Beruntung, Kunto Aji dan mereka yang menjadi korban tak mengusut kasus tersebut. Dan Kunto pun menghapus kisahnya di Twitter setelah uangnya dikembalikan oleh sang pelaku.
Karena simpati
Para korban dari kasus penipuan semacam ini pada dasarnya bukan merasa empati, melainkan simpati. Untuk memahami bagaimana banyaknya korban bisa tertipu kasus tersebut kita perlu mengetahui dua perbedaan hal tersebut.
Psikolog dari Universitas Indonesia Firman Ramdhani seperti dikutip Detik menjelaskan, empati itu benar-benar memahami secara utuh mengapa ia bisa berpikir untuk menolong seseorang. Berkat empati juga emosi seseorang bisa muncul.
"Kalau empati secara personal kita tau dia orang seperti apa, dan kita bantu. Bantu kan enggak musti pakai duit," kata Firman.
Sebaliknya, simpati kata Firman adalah tindakan yang tak memerlukan pemahaman lebih dalam soal kesulitan orang lain. Yang muncul saat orang bersimpati adalah rasa kasihan dengan membayangkan bagaimana rasanya apabila berada di posisi orang yang kesusahan.
Rasa simpati atau iba ini yang membuat seseorang tergerak untuk membantu orang yang membuatnya iba tersebut. Termasuk memberikan uang atau melakukan hal yang diperlukan orang tersebut. Lalu mengapa korban dari modus penipuan semacam ini tak sedikit?
Kenapa korbannya masif?
Psikolog Kasandra Putranto menjelaskan masifnya korban dari kasus penipuan yang menjual rasa sedih ini tak lain adalah bangsa kita suka memang terkenal pemurah. "Pada dasarnya kita adalah bangsa yang suka membantu orang lain," kata Kasandra kepada VOI.
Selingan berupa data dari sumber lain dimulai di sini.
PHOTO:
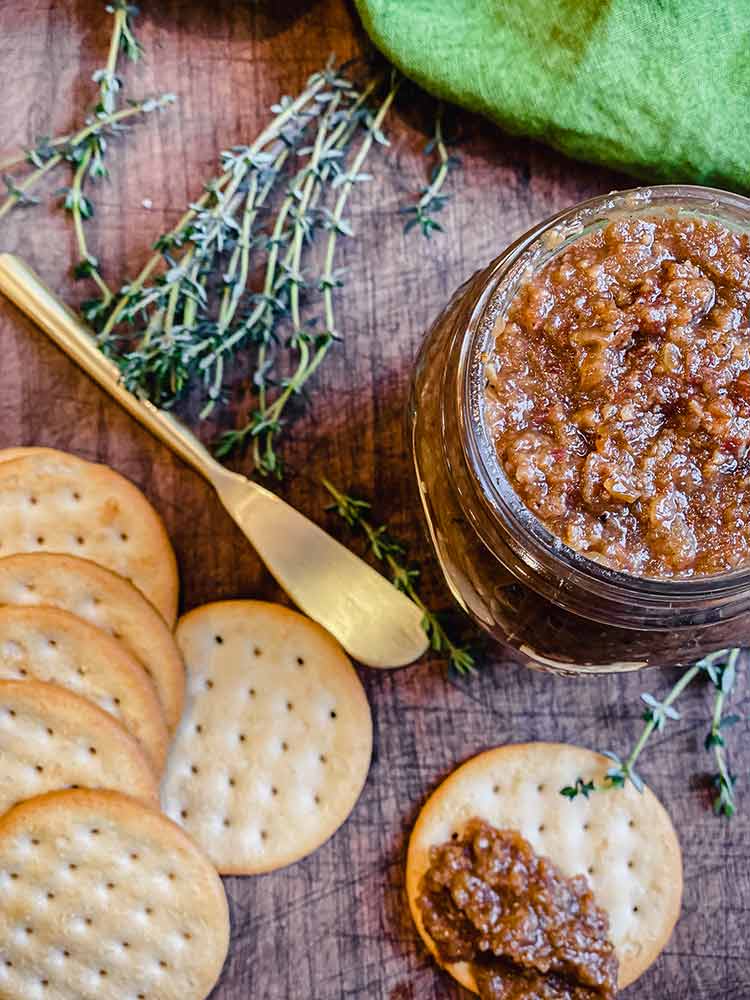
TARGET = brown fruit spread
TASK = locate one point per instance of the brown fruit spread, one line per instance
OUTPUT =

Namun sikap mulia tersebut kata Kasandra sudah seharusnya diimbangi dengan kecerdasan intelektual, emosional dan sosial. Sebab mereka yang masih menjadi korban penipuan ini menurut Kasandra kecerdasan intelektualnya masih terbatas.
Keterbatasan itu kata Kasandra membuat seseorang kurang bisa memahami bahwa dirinya sedang ditipu. "Tidak mampu memahami bahwa diri mengalami penipuan."
Salah satu penyebabnya kata Kasandra adalah minimnya budaya literasi. "Salah satunya memang minimnya budaya literasi," kata Kasandra.
Namun tak ada yang salah soal urusan donasi. Hanya saja, kita harus lebih waspada sebab akan selalu ada oknum yang berusaha mencari keuntungan. "Yang bukan urusan donasi saja banyak yang tertipu kok," pungkasnya.